Mammography, the most common method of detecting breast cancer, misses up to 20
percent of breast cancer present at the time of the screening, particularly in
women with dense breast tissue. Women with dense tissue are recommended to
undergo a very expensive technique -- magnetic resonance imaging -- to detect
cancer. The Mayo Clinic in Rochester, MN, has developed a less expensive
“molecular imaging” method to detect breast cancer in dense tissue through
radioactive tracers. A new study supported by the Susan G. Komen Foundation will
test whether the technique can be effective in small doses; the study will begin
to enroll 1,000 women in a few months.
Women use mammograms as a valuable tool to detect breast cancer, although the
X-rays pose a minor risk of damaging DNA and causing future secondary
malignancies. A technology using a sensitive device to detect single photons may
allow doctors to lower the X-ray dose women receive during a mammogram.
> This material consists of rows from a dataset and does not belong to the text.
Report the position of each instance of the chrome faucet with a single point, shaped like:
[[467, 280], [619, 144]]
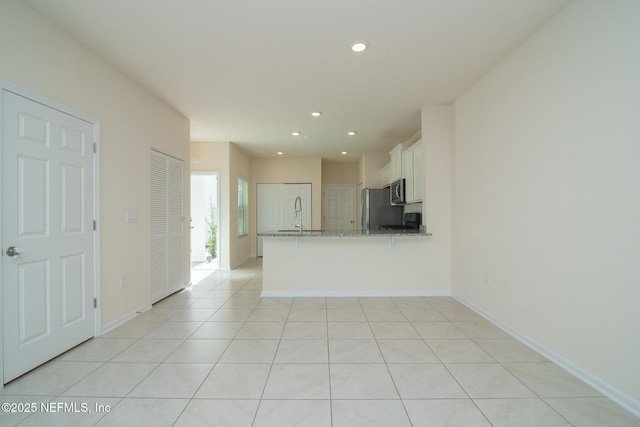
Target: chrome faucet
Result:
[[297, 208]]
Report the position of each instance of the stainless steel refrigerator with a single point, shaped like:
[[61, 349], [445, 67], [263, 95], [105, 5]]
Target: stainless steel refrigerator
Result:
[[376, 210]]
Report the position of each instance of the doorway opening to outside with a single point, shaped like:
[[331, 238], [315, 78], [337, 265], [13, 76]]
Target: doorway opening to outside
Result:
[[205, 230]]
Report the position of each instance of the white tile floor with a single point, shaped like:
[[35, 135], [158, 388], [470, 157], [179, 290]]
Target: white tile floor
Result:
[[220, 355]]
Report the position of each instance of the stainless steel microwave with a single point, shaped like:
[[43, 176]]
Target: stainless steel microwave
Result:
[[396, 193]]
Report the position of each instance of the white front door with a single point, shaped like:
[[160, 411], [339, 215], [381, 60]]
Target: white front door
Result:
[[48, 234], [338, 201]]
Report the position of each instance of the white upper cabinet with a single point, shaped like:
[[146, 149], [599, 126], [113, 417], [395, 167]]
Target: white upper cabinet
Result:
[[413, 167]]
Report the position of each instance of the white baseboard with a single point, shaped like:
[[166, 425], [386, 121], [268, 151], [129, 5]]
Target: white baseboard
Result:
[[603, 387], [122, 320], [306, 294]]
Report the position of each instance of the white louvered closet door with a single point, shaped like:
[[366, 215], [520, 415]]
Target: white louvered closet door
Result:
[[167, 225]]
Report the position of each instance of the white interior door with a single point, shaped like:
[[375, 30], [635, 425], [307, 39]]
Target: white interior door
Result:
[[338, 201], [167, 225], [48, 217]]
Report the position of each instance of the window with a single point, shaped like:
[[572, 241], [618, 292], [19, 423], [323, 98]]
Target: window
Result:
[[243, 210]]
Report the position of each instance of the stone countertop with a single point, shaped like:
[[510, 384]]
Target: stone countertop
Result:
[[342, 233]]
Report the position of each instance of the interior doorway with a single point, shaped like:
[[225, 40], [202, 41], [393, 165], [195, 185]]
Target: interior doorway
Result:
[[205, 229]]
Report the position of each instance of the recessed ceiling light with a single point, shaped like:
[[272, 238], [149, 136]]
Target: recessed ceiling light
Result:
[[359, 46]]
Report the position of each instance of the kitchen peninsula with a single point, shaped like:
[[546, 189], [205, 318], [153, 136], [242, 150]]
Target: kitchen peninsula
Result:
[[349, 263]]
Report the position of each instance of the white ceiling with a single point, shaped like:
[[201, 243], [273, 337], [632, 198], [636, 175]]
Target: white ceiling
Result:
[[251, 71]]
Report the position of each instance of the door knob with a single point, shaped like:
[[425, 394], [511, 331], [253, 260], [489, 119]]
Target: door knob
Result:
[[14, 252]]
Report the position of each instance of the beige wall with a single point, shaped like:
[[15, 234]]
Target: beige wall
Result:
[[369, 169], [283, 170], [437, 144], [39, 57], [547, 207], [339, 173], [240, 167]]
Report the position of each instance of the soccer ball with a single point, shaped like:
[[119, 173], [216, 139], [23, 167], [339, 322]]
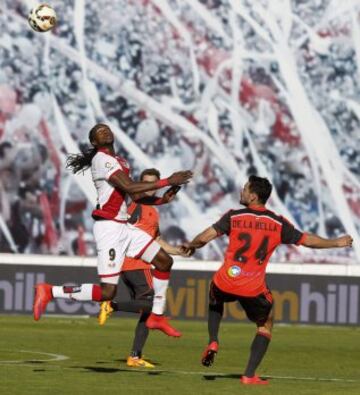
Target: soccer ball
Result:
[[42, 18]]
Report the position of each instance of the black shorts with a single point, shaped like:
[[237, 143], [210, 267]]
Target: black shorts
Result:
[[257, 308], [139, 284]]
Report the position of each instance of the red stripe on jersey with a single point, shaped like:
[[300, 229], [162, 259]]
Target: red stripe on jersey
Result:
[[148, 277], [112, 206], [114, 172], [139, 255]]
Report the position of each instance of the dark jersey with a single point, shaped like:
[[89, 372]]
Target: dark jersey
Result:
[[254, 233]]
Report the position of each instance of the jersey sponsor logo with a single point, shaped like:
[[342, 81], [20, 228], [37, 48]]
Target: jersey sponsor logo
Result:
[[234, 271]]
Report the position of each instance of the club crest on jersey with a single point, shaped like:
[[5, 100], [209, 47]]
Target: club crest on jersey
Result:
[[234, 271]]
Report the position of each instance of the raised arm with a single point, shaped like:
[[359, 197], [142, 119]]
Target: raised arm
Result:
[[168, 196], [314, 241], [123, 182]]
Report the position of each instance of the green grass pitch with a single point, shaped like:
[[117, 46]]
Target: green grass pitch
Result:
[[300, 360]]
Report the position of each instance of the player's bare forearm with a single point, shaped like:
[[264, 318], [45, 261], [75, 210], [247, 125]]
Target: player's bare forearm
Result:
[[314, 241], [142, 198], [123, 182], [170, 249]]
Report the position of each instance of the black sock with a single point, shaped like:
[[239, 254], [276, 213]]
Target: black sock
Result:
[[215, 315], [141, 335], [257, 352], [133, 306]]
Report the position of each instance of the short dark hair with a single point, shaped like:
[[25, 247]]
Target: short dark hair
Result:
[[150, 172], [261, 187]]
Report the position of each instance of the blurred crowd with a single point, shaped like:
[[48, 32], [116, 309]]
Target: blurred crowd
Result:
[[43, 210]]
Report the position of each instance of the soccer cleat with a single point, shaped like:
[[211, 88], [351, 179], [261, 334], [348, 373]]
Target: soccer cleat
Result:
[[161, 323], [42, 297], [208, 356], [136, 362], [256, 380], [105, 312]]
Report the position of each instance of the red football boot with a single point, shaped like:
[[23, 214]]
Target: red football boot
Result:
[[161, 323], [42, 297], [208, 356], [255, 380]]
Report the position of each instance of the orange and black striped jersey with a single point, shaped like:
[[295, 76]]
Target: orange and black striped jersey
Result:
[[254, 233]]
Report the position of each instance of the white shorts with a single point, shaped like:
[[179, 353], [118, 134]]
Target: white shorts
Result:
[[116, 240]]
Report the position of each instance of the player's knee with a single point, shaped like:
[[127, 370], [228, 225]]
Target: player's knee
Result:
[[108, 291], [163, 261], [267, 326]]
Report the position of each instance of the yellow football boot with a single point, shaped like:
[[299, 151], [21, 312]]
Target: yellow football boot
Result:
[[105, 312], [136, 362]]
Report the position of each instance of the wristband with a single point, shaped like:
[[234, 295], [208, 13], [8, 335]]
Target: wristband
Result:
[[158, 202], [162, 183]]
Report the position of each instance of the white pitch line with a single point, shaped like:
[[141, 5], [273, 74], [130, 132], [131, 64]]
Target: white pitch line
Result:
[[218, 374], [59, 357], [53, 357]]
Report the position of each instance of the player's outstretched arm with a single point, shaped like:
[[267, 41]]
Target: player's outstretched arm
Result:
[[123, 182], [168, 196], [200, 240], [170, 249], [314, 241]]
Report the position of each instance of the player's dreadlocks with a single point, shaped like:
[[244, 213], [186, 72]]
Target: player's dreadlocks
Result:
[[82, 161]]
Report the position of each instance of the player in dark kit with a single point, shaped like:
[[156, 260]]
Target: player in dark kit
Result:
[[254, 233]]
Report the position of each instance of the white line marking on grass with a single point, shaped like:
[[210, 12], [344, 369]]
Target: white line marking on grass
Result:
[[53, 357], [218, 374]]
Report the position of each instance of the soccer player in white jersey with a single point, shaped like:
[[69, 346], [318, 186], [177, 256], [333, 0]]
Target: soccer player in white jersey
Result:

European
clinical trials a couple years ago have shown this technique could lower
radiation doses by half while still effectively detecting cancers.
The new technique used to detect breast cancer is more comfortable than
mammograms, eliminating the pain and giving women fewer excuses to avoid
screenings. Based on computed technology (CT), the method has a woman lie face
down on a special table, with one breast suspended into a cone beam breast CT
scanner. Radiation doses are equivalent to a mammogram. Researchers are
currently testing the effectiveness of the technique.